Two years ago I returned home from a four-month ordeal that included major spinal surgery, that took away my ability to balance due to a growth on my spine that started out as a simple e-Coli infection that had a mind of its own.
When I got home, I was in a wheelchair and assumed that that chair and my bed would be where you could find me most of the time.
But one thing was stuck in my head. And it was some advice I got from one of the several physiotherapists who got me back on my feet. The advice was simply this. I had lost the physical ability to balance myself, but I had not lost the mental ability. So I can do anything I want providing I’m careful. And this is the key, I really believed, deep down that I could do whatever it was I set out to do.
And so, armed with a single piece of intellectual ammunition, I began my rehabilitation. None of the physios that I worked with believed I could not come through it and get back on my feet again, and all that did was strengthen my resolve.
After a year of physiotherapy and practice, my legs were strong enough to master stairs, and my walker. During the second year, my strength grew to the point where I could start walking with a cane, and really upped the number of lengths I could do in my pool to 60.
All the while I was only being powered by my belief that I could do this.
Before I got sick, I was a bike rider I rode to work for years, and rode at least 5 miles a day to do shopping and take pictures. So one of the things I really wanted to know was if I could get back on a bike again. I had written off the idea of a two-wheeler, but I reckoned a three-wheeler was entirely possible.

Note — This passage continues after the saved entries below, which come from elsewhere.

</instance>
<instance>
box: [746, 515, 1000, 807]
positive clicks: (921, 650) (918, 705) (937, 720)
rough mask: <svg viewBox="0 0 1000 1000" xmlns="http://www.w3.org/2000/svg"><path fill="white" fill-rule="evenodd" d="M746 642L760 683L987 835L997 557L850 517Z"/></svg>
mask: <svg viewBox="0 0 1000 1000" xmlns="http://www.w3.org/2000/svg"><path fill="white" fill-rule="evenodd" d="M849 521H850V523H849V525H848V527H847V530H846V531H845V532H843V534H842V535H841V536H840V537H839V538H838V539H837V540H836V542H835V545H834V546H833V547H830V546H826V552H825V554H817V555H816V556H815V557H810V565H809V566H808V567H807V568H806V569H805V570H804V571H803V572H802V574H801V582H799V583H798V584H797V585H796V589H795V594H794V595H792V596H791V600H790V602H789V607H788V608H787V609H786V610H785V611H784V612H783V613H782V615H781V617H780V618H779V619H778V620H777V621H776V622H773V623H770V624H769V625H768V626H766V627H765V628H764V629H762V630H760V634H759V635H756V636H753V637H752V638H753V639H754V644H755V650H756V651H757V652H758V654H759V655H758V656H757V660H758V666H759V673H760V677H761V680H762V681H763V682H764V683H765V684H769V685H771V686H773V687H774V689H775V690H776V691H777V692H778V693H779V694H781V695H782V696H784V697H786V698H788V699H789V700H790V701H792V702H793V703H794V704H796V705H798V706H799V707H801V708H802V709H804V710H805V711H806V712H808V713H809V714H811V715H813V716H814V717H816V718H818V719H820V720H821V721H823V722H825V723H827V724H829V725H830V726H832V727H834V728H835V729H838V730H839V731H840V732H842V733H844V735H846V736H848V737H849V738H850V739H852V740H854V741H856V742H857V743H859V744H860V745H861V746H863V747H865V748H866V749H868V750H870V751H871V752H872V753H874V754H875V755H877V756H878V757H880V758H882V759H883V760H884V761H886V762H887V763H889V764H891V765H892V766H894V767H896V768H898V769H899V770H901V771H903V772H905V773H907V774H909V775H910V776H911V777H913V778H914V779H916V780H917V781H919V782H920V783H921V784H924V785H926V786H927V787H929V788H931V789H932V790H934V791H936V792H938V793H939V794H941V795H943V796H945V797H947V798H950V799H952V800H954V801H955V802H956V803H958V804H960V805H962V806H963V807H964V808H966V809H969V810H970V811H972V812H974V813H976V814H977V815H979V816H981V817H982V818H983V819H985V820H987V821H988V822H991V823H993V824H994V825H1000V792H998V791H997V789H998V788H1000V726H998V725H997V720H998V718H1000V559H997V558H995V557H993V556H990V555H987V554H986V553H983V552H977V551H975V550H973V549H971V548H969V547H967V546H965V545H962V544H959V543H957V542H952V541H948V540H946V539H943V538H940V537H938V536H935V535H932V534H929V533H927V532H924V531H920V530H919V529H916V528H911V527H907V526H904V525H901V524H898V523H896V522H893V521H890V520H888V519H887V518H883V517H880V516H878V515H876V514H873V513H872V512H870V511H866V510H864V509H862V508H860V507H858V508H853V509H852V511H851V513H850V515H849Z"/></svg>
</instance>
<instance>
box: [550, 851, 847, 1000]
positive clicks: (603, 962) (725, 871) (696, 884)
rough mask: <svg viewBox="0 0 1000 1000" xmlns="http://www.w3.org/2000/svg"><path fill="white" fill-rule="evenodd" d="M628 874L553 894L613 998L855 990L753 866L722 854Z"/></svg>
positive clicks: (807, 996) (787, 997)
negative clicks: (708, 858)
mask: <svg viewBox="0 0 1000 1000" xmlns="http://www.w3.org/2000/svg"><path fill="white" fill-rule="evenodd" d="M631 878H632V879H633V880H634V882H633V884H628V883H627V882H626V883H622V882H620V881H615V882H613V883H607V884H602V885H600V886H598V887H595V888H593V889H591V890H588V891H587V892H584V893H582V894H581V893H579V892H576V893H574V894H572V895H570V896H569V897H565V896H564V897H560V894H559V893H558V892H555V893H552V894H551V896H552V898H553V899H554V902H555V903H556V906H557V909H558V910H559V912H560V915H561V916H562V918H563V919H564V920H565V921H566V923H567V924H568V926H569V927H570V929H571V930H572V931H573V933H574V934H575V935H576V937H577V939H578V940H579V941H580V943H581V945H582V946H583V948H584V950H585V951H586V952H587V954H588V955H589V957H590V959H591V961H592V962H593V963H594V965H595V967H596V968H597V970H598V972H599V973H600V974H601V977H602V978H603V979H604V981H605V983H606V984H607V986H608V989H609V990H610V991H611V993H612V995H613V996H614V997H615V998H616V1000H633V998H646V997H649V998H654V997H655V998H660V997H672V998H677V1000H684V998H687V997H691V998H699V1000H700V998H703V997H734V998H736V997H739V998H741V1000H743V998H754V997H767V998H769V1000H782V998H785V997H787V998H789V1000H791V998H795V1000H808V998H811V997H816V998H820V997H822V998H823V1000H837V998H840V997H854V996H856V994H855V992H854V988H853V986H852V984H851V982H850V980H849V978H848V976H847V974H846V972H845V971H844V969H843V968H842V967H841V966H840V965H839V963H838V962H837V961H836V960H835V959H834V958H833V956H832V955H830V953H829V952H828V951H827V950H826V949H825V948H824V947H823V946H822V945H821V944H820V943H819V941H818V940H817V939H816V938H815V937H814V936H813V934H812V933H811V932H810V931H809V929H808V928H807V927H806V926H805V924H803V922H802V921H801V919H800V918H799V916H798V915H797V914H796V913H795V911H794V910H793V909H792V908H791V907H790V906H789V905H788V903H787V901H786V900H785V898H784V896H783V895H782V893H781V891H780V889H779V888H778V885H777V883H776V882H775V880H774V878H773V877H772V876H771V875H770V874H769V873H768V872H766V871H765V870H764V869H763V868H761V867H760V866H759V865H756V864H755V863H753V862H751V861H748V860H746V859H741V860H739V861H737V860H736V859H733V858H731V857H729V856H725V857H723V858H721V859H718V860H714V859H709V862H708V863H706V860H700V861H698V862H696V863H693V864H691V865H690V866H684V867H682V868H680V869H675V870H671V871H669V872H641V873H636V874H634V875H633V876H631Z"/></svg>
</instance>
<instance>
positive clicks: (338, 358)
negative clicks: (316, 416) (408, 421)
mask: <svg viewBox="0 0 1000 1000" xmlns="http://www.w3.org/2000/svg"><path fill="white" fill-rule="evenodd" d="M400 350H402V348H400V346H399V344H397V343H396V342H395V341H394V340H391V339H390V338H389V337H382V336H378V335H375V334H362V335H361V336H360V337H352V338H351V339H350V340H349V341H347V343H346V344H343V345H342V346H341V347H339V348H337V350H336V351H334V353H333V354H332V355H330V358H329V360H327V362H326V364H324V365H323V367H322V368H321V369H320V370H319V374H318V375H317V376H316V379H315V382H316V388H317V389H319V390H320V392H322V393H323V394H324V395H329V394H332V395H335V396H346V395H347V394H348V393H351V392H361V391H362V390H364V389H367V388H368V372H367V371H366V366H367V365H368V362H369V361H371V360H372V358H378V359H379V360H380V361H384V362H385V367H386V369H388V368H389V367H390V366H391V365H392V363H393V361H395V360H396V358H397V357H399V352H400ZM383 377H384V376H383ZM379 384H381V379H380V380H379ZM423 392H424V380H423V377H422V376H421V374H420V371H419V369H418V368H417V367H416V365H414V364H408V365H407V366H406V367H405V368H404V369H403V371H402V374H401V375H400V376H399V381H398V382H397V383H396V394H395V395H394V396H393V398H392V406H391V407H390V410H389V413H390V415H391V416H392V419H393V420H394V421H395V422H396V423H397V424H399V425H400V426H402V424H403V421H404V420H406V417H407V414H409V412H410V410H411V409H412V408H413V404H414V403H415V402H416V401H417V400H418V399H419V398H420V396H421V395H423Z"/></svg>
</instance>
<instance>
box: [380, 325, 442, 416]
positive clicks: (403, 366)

This past spring I got on my wife’s three-wheeler, and it felt like I was sitting on the end of a 2 x 4. And my balance was frightfully off. But
I just kept thinking about that as I got even stronger over the summer. Just last week, we got the bike out again, and I got my ass up on the seat and what do you know, it felt like I was actually sitting on a bike seat. And there was absolutely no swaying. So in the spring, we are going to find me a three-wheeled electric bike and I will be back in business.
So I have come from wheelchair and bed to being able to walk around the kitchen to put meals together, to walking all over the house with my cane, to swimming as many lengths as I used to before I got sick.
And all of this has happened simply because I believed I could do it.
And of course, I did all the work that was required.
Now I’m not writing this as a boast but as a piece of advice.
You are only as good as you think you are. You are only as capable as you believe you are. Your mind, your will, your internal drive is much more powerful than most people ever realize.
I realized it because I had to. And that realization has been the key to getting back to a life where, within two years, my wheelchair has been relegated to being my office chair. And everywhere else I go and everything else I do, I do with my cane, my walker, or even sometimes all on my own.
Nobody really knows yet all that the human brain and the spirit that makes work are capable of. My personal experience is that it can do a lot. It’s got me almost all of my life back. Think about what it can do for you. All you have to do is put your mind to it.